2. Aux termes de l'article L. 203 du livre des procédures fiscales : " Lorsqu'un contribuable demande la décharge ou la réduction d'une imposition quelconque, l'administration peut, à tout moment de la procédure et malgré l'expiration des délais de prescription, effectuer ou demander la compensation dans la limite de l'imposition contestée, entre les dégrèvements reconnus justifiés et les insuffisances ou omissions de toute nature constatées dans l'assiette ou le calcul de l'imposition au cours de l'instruction de la demande ". Il résulte de ces dispositions que l'administration est fondée à invoquer des insuffisances ou omissions de toute nature pendant l'instruction de la demande, laquelle doit s'entendre comme prenant effet au plus tôt à compter de l'examen de la réclamation du contribuable par l'administration et se poursuivant pendant toute la durée du contentieux devant le juge administratif statuant au fond sur le litige.

3. En premier lieu, il résulte de ce qui précède qu'il est loisible à l'administration de mettre à la charge du contribuable des sommes complémentaires dans la décision par laquelle elle admet partiellement sa réclamation en procédant, comme en l'espèce, à la compensation entre les dégrèvements accordés à la société concernant l'amende pour factures fictives et la majoration de 80% pour manœuvres frauduleuses.

4. En second lieu, contrairement à ce que soutient la SARL Axcess Sécurité, il ressort de l'avis de mise en recouvrement du 30 novembre 2020, qui est suffisamment motivé et fait référence à la proposition de rectification du 20 janvier 2020, conformément aux prescriptions de l'article R. 256-1 du livre des procédures fiscales, que la majoration de 80% pour manœuvres frauduleuses n'a pas déjà été mise à sa charge.

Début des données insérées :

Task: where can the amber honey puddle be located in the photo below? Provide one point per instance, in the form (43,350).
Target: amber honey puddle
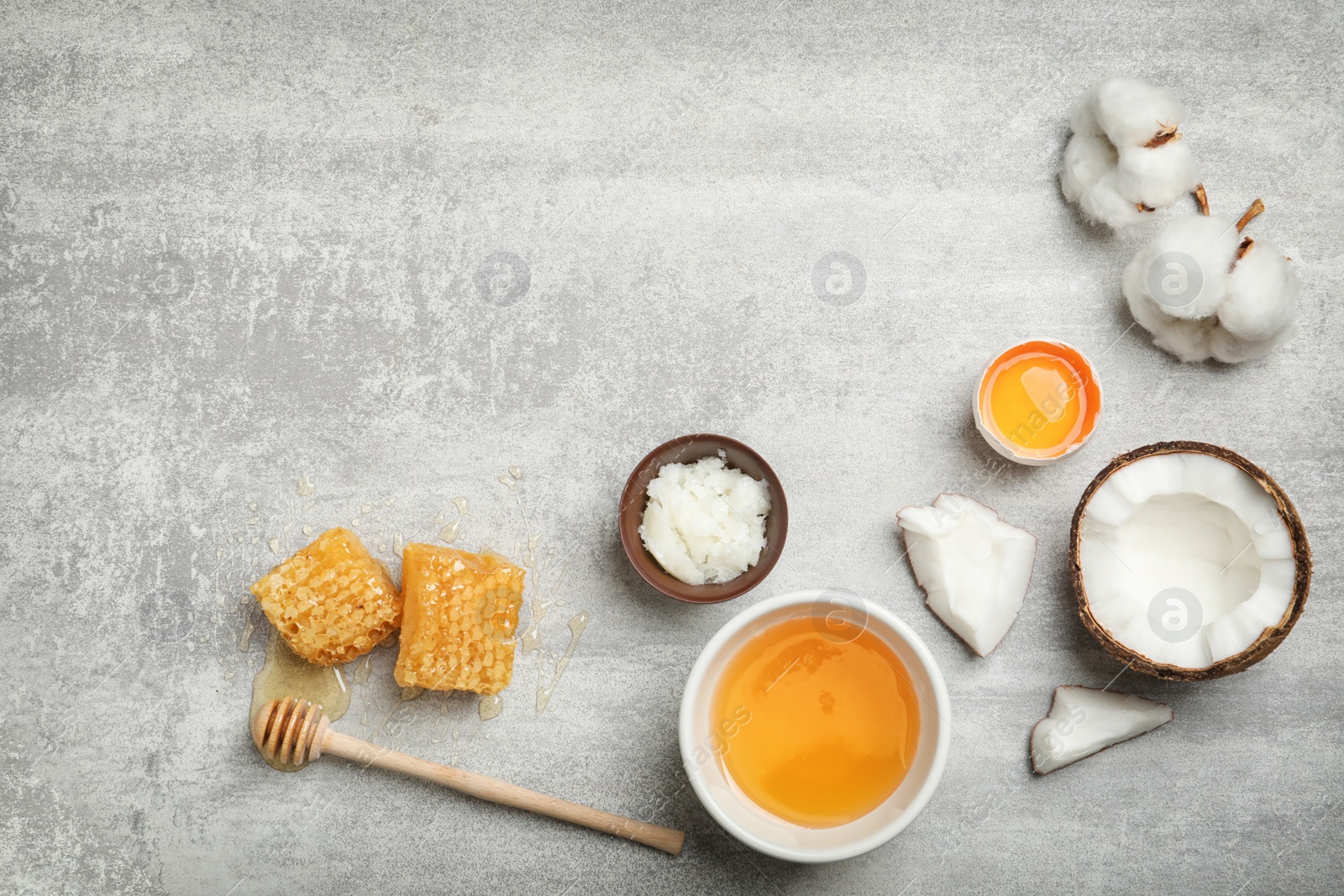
(817,728)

5. Ainsi, par les moyens qu'elle invoque, la SARL Axcess Sécurité n'est pas fondée à obtenir la décharge de la majoration de 80% pour manœuvres frauduleuses, prévue au c de l'article 1729 du même code, appliquée par voie de compensation aux rappels de taxe sur la valeur ajoutée au titre de la période du 1er octobre 2017 au 30 septembre 2018 et à la cotisation supplémentaire d'impôt sur les sociétés au titre de l'exercice clos le 30 septembre 2018, à hauteur respectivement de 2 509 euros et de 3 729 euros. Par voie de conséquence, elle ne peut prétendre au bénéfice des dispositions de l'article L. 761-1 du code de justice administrative.

D E C I D E :

Article 1 : La requête de la SARL Axcess Sécurité est rejetée.

Article 2 : Le présent jugement sera notifié à la SARL Axcess Sécurité et à l'administratrice générale des finances publiques chargée de la direction spécialisée de contrôle fiscal Est.

Délibéré après l'audience du 5 septembre 2022, à laquelle siégeaient :

M. Julien Iggert, président,

M. Christophe Michel, premier conseiller,

M. Mohammed Bouzar, premier conseiller.

Rendu public par mise à disposition au greffe le 19 septembre 2022.

Le rapporteur,

M. BOUZAR

Le président,

J. IGGERT

Le greffier,

S. PILLET

La République mande et ordonne au ministre de l'économie, des finances et de la souveraineté industrielle et numérique en ce qui le concerne ou à tous commissaires de justice à ce requis en ce qui concerne les voies de droit commun contre les parties privées, de pourvoir à l'exécution de la présente décision.